PLEASE HEAR...

PLEASE HEAR...

Gadzook

Registrant
"PLEASE HEAR WHAT I'M NOT SAYING"

Don't be fooled by me. Don't be fooled by the face that I wear. For I wear a mask. I wear a thousand masks. Masks that I am afraid to take off and none of them are me.
Pretending is an art that's second nature with me. But don't be fooled, for God's sake don't be fooled. I give you the impression that I'm secure. That all is sunny and unruffled with me within as well as without, that confidence is my name and coolness is my game. That the waters calm and I'm in command, and that I need no one. But don't believe me. Please!
My surface may be smooth but my surface is my mask. My ever-varying and ever-concealing mask. Beneath dwells the real me in confusion, in fear, in aloneness. But I hide this. I don't want anybody to know it. I panic at the thought of my weaknesses and fear exposing them. That's why I frantically create my masks to hide behind. They're nonchalant, sophisticated facades to help me pretend. To shield me from the glance that knows. But such a glance is precisely my salvation, my own salvation and I know it. That is, if it's followed by acceptance, if it's followed by love. It's the only thing that can liberate me from myself from my own self-built prison walls from the barriers that I so painstakingly erect. That glance is the only thing that assures me of what I can't assure myself, that I'm really worth something. But I don't tell you this. I don't dare. I'm afraid to. I'm afraid you'll think less of me, that you'll laugh and your laugh would kill me. I'm afraid that deep-down I'm nothing, that I'm just no good and you will see this and reject me. So I play my game, my desperate, pretending game. With a facade of assurance without. And a trembling child within. So begins the parade of masks. The glittering but empty parade of mask. And my life becomes a front. I idly chatter to you in suave tones of surface talk. I tell you everything that's nothing. And nothing of what's everything, of what's crying within me. So when I'm going through my routine - don't be fooled by what I'm saying. Please listen carefully and try to hear what I'm "not" saying. Hear what I'd like to say but what I cannot say. I dislike hiding. Honestly. I dislike the superficial game I'm playing - the superficial phony game. I'd really like to be genuine and spontaneous and me. But I need your help, your hand to hold. Even though my masks would tell you otherwise. it will not be easy for you. Long felt inadequacies make my defenses strong. The nearer you approach me - the blinder I may strike back. Despite what books say of men, I am irrational; I fight against the very thing I cry out for.
You wonder who I am?
You shouldn't.
For I am every man
And every woman
who wears a mask.
Don't be fooled by me.
At least not by the "face" that I wear.


GADZOOK
:eek:
 
RIGHT ON GADZOOK!

Tell it like it is!
Takes guts to push past the defensive facade and give voice to your inner fears - I'm so tired of it too - our two little terrified kids should get together - (they did when I read this) - powerful - thanks
....thad
 
I hate to say things that alot of people have said before but " There are no words that can express what I feel." I can only say that as I sit here I have a smile on my face and you just made my day. =-) thank you gadzook.
 
Egads, Gadzook!

You've got a knack for coming up with some cool, wise, helpful, and all around kickass stuff for my grey matter to chew on!

Thanks for sharing that!

We're in this together.

Jeremy
 
Gadzook:

Nice writing. It continues to amaze me how the same we all truly are. What you say makes perfect sense, and I can't help but admit feeling the same way. Perhaps one of the hardest things about taking away the mask and showing our "true" selves is that after the abuse and our reactions, it's hard to know what that is again. Yes, we know we're hurting, but we also know that we are not fully the abuse. Yet, the abuse has affected so much of our lives that it's tough to really see anything but the abuse.
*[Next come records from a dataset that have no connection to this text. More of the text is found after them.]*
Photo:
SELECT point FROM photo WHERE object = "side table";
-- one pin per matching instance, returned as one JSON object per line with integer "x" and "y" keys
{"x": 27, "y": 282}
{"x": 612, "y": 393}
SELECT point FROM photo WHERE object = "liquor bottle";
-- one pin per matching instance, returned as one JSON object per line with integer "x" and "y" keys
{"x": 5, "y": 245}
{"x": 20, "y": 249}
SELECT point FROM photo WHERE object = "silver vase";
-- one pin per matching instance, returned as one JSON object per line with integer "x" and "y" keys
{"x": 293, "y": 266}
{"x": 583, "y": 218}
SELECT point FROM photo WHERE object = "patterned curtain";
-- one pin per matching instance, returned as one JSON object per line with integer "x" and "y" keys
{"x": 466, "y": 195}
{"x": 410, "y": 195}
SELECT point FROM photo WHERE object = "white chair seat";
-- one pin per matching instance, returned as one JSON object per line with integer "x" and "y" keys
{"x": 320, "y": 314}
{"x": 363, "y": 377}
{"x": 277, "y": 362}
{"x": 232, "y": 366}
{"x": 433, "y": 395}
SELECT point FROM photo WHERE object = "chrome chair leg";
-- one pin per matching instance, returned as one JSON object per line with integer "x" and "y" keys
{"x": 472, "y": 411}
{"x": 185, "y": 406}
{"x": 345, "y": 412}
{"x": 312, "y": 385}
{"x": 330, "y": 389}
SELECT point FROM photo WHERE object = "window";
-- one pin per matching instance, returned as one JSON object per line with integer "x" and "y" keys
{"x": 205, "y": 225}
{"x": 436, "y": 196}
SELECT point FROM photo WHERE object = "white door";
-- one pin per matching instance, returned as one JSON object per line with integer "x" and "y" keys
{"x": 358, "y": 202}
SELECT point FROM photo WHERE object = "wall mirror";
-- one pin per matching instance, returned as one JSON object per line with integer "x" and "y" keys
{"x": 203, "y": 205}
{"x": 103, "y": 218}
You know what I have come to believe...the key is "faith." Sometimes we don't have all the answers and don't know how we can get from one point to another...how we can open up the whole world again. Instead of despairing about it (not that you were saying that or anything), I try to move on. I pray and hope and recognize my dilemma, but I try not to take me down even further.

Anyway, it's late and I'm probably just babbling, but I just really wanted to say that I agree with what you have said. I would only add that even in our masks, we should not despair. I know I still wear this mask, and I pray that eventually that too will truly fall..."patience is a virtue" a friend of mine once said. Indeed with that faith and patience, I have been consistently surprised at how opportunities slowly fall into my lap. Do not misunderstand...this is not a suggestion to just sit and wait, but rather just to say that when one MUST sit and wait, then one should be patient and continue to hope. It's not easy to remove that mask as you know. It's become almost a part of ourselves, and one need not despair over it. Instead, one should try bit by bit to peel it away and not be despaired by how much more there is left to peel.

Patience is indeed a virtue...Our masks will indeed fall...this I believe for all of us. In fact for me, this site has been a first step, and going with your imagery, I think my eyes are showing. I know this because now I can truly see what's important in life once more :) Thanks for your writing.